人間は呼吸が停止してから五分がボーダーラインとされている。 それを過ぎて意識が回復したとしても、脳に障害が残ることがある。
望はその一つである記憶喪失になってしまっていたということだ。
検査を終えると、望の脳は記憶喪失以外には外傷的にも問題がないようで、一般病棟へと移される。
和也は望の病室へと点滴を持って入る。 しかし、まだ望が目を覚ましたわけでもなく、記憶が戻ったわけでもない。 ただただ呼吸器を付けて寝ているだけの望。 これがただ怪我をして入院しているだけなら、いつものように望のことを世話すればいいのだが、今回の入院に関しては記憶がない望。 だから、これからどう望に接して行ったらいいのか、というのを悩むところなのかもしれない。
今まで知り合いがこんな状態になったことがない。 だからなのか、本当にどうしたらいいのかが分からないのが本音というところだろう。

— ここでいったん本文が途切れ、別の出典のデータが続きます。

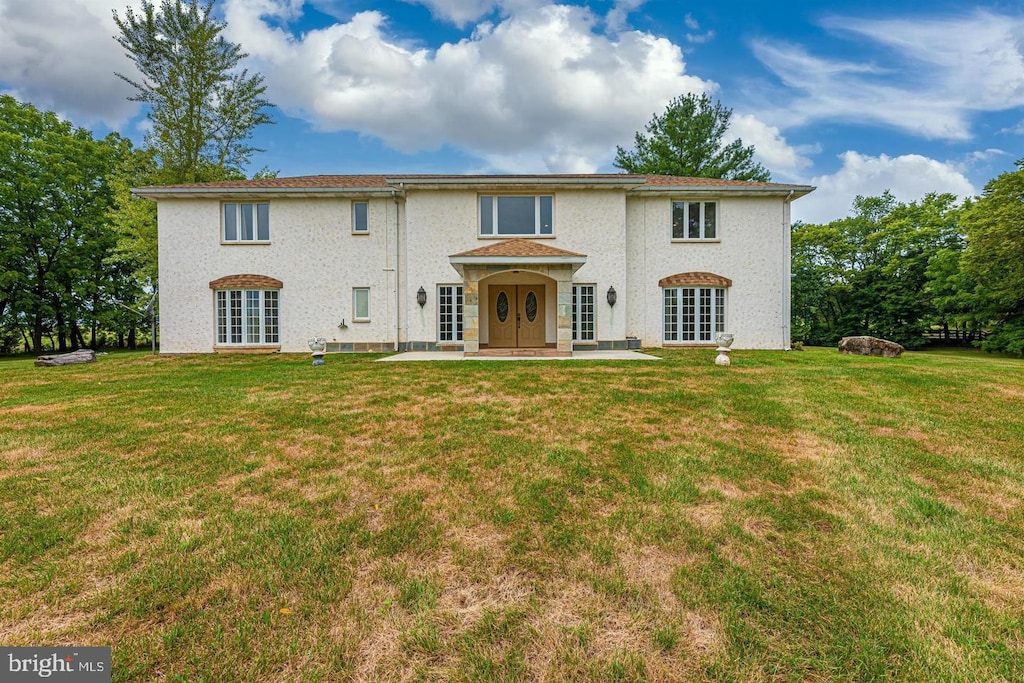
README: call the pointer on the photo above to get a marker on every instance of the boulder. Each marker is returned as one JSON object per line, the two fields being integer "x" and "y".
{"x": 81, "y": 355}
{"x": 870, "y": 346}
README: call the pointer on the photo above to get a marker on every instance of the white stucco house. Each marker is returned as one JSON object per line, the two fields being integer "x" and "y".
{"x": 478, "y": 263}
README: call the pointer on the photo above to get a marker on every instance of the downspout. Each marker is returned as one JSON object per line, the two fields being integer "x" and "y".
{"x": 397, "y": 267}
{"x": 787, "y": 274}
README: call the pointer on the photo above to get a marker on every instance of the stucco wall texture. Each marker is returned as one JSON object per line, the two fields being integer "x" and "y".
{"x": 318, "y": 260}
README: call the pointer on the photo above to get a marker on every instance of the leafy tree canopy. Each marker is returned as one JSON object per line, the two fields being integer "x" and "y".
{"x": 686, "y": 140}
{"x": 994, "y": 258}
{"x": 202, "y": 107}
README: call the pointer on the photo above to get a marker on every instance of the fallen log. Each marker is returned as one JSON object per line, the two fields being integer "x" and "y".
{"x": 870, "y": 346}
{"x": 81, "y": 355}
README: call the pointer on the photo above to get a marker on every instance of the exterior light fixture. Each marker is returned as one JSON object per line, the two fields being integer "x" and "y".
{"x": 316, "y": 345}
{"x": 724, "y": 341}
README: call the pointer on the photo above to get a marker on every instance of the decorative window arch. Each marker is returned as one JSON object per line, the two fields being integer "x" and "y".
{"x": 693, "y": 306}
{"x": 694, "y": 279}
{"x": 246, "y": 309}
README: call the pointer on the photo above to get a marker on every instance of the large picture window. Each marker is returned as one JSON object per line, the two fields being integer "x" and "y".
{"x": 360, "y": 304}
{"x": 693, "y": 313}
{"x": 694, "y": 220}
{"x": 583, "y": 312}
{"x": 516, "y": 215}
{"x": 247, "y": 316}
{"x": 450, "y": 312}
{"x": 246, "y": 222}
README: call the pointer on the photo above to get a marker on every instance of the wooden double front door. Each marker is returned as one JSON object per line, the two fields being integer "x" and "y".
{"x": 516, "y": 316}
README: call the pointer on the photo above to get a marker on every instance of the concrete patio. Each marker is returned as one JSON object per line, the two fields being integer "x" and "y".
{"x": 577, "y": 355}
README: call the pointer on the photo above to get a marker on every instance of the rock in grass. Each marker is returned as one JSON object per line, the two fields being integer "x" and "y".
{"x": 81, "y": 355}
{"x": 870, "y": 346}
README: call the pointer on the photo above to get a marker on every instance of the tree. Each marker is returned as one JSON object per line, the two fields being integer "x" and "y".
{"x": 686, "y": 140}
{"x": 202, "y": 108}
{"x": 55, "y": 243}
{"x": 994, "y": 259}
{"x": 878, "y": 272}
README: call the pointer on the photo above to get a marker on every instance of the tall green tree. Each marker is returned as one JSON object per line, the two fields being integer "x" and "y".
{"x": 53, "y": 203}
{"x": 686, "y": 140}
{"x": 994, "y": 258}
{"x": 203, "y": 108}
{"x": 875, "y": 272}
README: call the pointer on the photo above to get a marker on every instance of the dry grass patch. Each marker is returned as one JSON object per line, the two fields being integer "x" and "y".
{"x": 796, "y": 516}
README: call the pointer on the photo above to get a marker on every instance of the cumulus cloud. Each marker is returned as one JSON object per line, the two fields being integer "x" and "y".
{"x": 941, "y": 72}
{"x": 696, "y": 38}
{"x": 784, "y": 162}
{"x": 60, "y": 54}
{"x": 542, "y": 88}
{"x": 909, "y": 177}
{"x": 617, "y": 18}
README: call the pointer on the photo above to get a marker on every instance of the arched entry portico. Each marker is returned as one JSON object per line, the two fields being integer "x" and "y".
{"x": 520, "y": 293}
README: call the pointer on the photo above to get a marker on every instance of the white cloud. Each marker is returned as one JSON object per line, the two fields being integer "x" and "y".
{"x": 696, "y": 38}
{"x": 784, "y": 162}
{"x": 942, "y": 71}
{"x": 60, "y": 54}
{"x": 909, "y": 177}
{"x": 1018, "y": 129}
{"x": 617, "y": 18}
{"x": 459, "y": 12}
{"x": 542, "y": 89}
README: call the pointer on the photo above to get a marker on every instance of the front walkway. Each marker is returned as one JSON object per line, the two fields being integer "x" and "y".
{"x": 577, "y": 355}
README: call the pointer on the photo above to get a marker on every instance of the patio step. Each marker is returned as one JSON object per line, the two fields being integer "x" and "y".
{"x": 522, "y": 352}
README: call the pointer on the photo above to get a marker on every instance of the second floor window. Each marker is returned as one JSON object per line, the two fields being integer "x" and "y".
{"x": 246, "y": 222}
{"x": 516, "y": 215}
{"x": 694, "y": 220}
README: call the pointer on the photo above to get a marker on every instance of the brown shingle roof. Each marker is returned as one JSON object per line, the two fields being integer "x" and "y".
{"x": 381, "y": 181}
{"x": 297, "y": 182}
{"x": 684, "y": 181}
{"x": 695, "y": 279}
{"x": 516, "y": 248}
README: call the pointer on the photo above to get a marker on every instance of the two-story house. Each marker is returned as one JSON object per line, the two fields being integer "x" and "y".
{"x": 472, "y": 262}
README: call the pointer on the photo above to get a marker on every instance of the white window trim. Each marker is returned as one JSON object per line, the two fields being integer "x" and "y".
{"x": 355, "y": 306}
{"x": 719, "y": 295}
{"x": 354, "y": 224}
{"x": 458, "y": 323}
{"x": 497, "y": 235}
{"x": 704, "y": 203}
{"x": 243, "y": 322}
{"x": 238, "y": 223}
{"x": 576, "y": 315}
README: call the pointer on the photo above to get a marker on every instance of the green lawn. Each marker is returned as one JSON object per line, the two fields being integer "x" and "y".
{"x": 797, "y": 516}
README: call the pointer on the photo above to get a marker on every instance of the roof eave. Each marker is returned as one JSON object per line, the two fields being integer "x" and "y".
{"x": 231, "y": 193}
{"x": 510, "y": 182}
{"x": 525, "y": 260}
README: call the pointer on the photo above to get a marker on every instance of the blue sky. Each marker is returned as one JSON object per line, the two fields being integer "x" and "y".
{"x": 851, "y": 97}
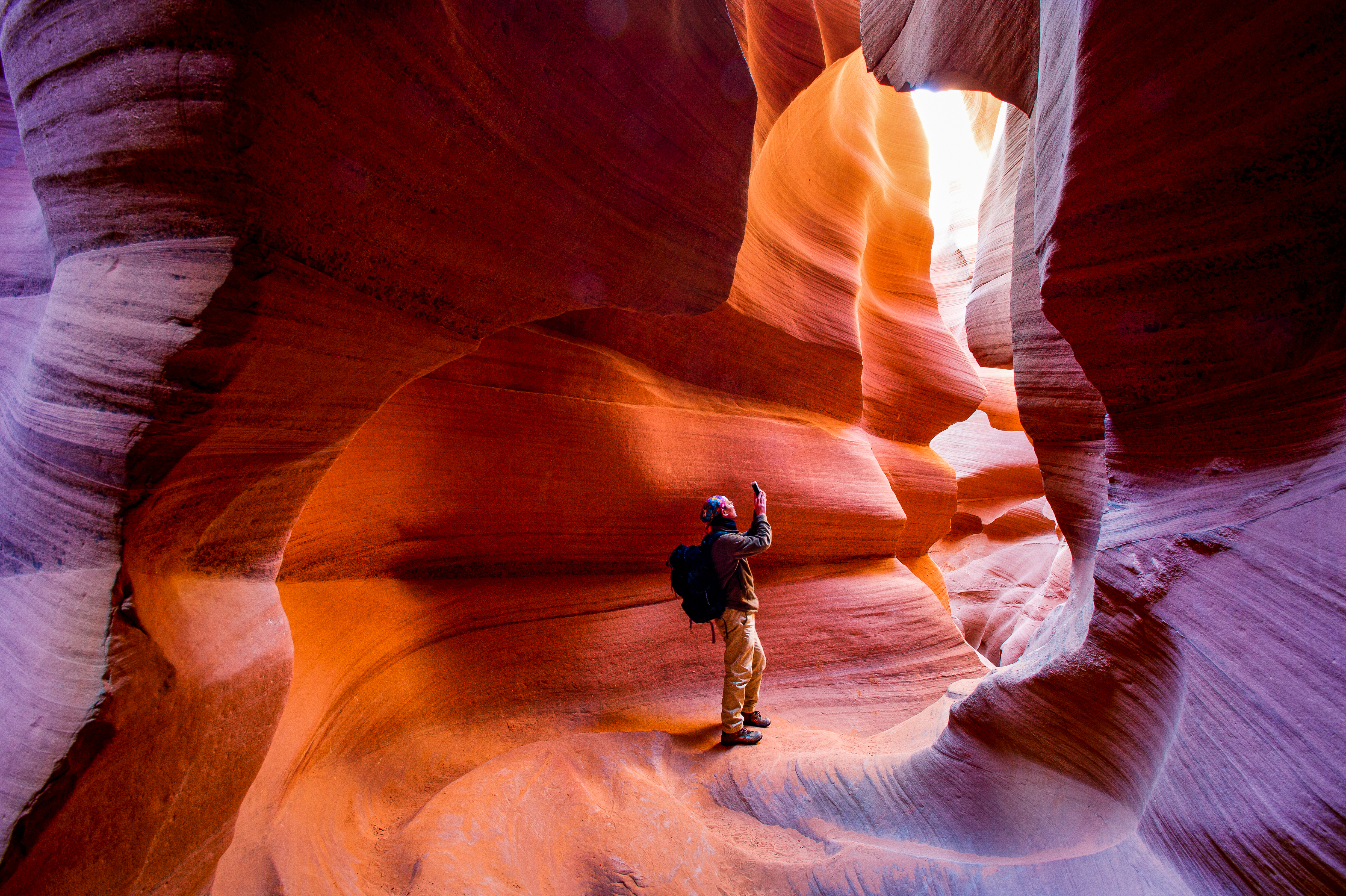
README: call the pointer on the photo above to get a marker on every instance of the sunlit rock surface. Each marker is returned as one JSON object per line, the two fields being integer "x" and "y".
{"x": 361, "y": 365}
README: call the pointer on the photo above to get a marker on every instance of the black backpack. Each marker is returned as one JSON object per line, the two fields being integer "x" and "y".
{"x": 696, "y": 582}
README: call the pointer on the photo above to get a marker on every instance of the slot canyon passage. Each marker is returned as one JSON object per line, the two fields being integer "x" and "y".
{"x": 363, "y": 362}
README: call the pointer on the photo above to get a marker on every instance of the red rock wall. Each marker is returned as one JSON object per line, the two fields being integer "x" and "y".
{"x": 267, "y": 220}
{"x": 294, "y": 255}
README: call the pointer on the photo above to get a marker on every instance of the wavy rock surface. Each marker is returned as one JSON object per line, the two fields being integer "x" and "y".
{"x": 297, "y": 258}
{"x": 253, "y": 249}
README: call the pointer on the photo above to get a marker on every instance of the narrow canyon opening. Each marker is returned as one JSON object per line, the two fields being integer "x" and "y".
{"x": 361, "y": 365}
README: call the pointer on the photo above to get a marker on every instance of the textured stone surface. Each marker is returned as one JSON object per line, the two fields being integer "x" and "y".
{"x": 325, "y": 295}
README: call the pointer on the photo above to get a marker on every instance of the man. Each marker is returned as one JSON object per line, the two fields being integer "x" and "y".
{"x": 743, "y": 656}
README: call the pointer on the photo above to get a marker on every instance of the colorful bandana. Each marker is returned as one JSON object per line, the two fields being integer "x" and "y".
{"x": 713, "y": 508}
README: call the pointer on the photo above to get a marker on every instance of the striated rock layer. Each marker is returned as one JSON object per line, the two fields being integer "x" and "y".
{"x": 361, "y": 367}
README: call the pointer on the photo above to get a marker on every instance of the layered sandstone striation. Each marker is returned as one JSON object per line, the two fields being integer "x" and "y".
{"x": 361, "y": 367}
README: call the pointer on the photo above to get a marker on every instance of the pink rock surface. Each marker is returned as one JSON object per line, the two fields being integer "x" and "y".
{"x": 275, "y": 237}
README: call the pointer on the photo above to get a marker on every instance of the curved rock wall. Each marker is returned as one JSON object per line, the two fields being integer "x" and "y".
{"x": 324, "y": 296}
{"x": 255, "y": 248}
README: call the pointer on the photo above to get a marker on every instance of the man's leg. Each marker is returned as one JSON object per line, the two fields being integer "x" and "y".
{"x": 757, "y": 662}
{"x": 738, "y": 667}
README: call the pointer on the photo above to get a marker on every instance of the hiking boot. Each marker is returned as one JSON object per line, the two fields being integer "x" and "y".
{"x": 741, "y": 736}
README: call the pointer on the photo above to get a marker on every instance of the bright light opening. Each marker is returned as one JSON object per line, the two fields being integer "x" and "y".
{"x": 958, "y": 167}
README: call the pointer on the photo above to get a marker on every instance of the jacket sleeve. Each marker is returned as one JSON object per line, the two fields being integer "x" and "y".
{"x": 754, "y": 541}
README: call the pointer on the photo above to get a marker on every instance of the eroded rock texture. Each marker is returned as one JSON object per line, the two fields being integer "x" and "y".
{"x": 363, "y": 364}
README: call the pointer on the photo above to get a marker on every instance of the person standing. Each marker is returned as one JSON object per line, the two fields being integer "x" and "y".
{"x": 743, "y": 656}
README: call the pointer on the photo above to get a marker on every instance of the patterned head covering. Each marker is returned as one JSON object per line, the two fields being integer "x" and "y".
{"x": 714, "y": 508}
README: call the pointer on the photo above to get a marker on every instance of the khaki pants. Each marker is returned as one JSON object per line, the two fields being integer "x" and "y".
{"x": 743, "y": 665}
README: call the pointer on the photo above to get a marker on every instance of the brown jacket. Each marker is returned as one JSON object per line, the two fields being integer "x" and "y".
{"x": 731, "y": 555}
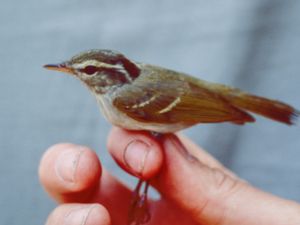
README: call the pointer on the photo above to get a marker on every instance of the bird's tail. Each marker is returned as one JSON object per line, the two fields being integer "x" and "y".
{"x": 269, "y": 108}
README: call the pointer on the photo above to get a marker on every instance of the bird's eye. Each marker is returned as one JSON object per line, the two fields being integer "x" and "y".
{"x": 89, "y": 70}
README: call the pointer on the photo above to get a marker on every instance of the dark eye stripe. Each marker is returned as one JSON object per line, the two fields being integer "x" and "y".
{"x": 89, "y": 70}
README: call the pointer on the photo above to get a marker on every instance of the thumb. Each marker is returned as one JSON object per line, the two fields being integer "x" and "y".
{"x": 211, "y": 194}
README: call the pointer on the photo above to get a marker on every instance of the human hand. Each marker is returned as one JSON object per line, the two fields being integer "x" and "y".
{"x": 194, "y": 187}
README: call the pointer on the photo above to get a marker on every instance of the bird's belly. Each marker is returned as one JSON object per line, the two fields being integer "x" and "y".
{"x": 120, "y": 119}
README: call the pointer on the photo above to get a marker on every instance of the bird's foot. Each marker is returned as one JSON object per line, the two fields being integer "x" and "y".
{"x": 139, "y": 211}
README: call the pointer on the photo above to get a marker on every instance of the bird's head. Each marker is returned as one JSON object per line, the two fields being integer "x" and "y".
{"x": 100, "y": 70}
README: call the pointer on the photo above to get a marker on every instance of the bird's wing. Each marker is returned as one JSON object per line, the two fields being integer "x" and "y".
{"x": 176, "y": 102}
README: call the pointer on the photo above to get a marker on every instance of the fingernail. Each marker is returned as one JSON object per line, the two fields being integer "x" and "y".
{"x": 67, "y": 162}
{"x": 135, "y": 155}
{"x": 78, "y": 216}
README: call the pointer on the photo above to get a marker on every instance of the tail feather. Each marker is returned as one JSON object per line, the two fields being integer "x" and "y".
{"x": 271, "y": 109}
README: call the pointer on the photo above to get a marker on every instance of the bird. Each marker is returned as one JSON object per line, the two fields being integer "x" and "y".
{"x": 138, "y": 96}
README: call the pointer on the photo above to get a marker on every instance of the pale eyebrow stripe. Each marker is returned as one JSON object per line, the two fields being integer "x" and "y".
{"x": 142, "y": 104}
{"x": 97, "y": 64}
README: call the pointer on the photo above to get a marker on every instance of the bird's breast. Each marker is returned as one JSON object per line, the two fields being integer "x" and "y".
{"x": 119, "y": 119}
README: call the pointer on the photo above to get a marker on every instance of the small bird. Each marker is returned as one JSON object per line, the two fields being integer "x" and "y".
{"x": 138, "y": 96}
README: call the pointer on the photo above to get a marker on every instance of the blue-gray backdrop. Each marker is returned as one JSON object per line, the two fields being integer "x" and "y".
{"x": 253, "y": 45}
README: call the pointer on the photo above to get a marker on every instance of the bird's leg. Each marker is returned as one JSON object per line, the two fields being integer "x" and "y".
{"x": 139, "y": 212}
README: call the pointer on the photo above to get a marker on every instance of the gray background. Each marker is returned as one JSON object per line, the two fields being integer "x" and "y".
{"x": 253, "y": 45}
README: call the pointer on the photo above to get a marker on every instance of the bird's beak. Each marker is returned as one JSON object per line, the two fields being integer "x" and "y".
{"x": 62, "y": 67}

和也は雄介に既に望は記憶喪失であることを聞いた時から、これから望にどう接して行くべきかということを考えていた。
いつものように友達という関係で接していくべきなのでしょうか。 それとも看護師と患者という関係で接するべきなのか。
和也だって雄介と同じように、記憶の無い望になってしまって動揺してないわけがない。
友達だからこそ、そこについては本当に悩むところだ。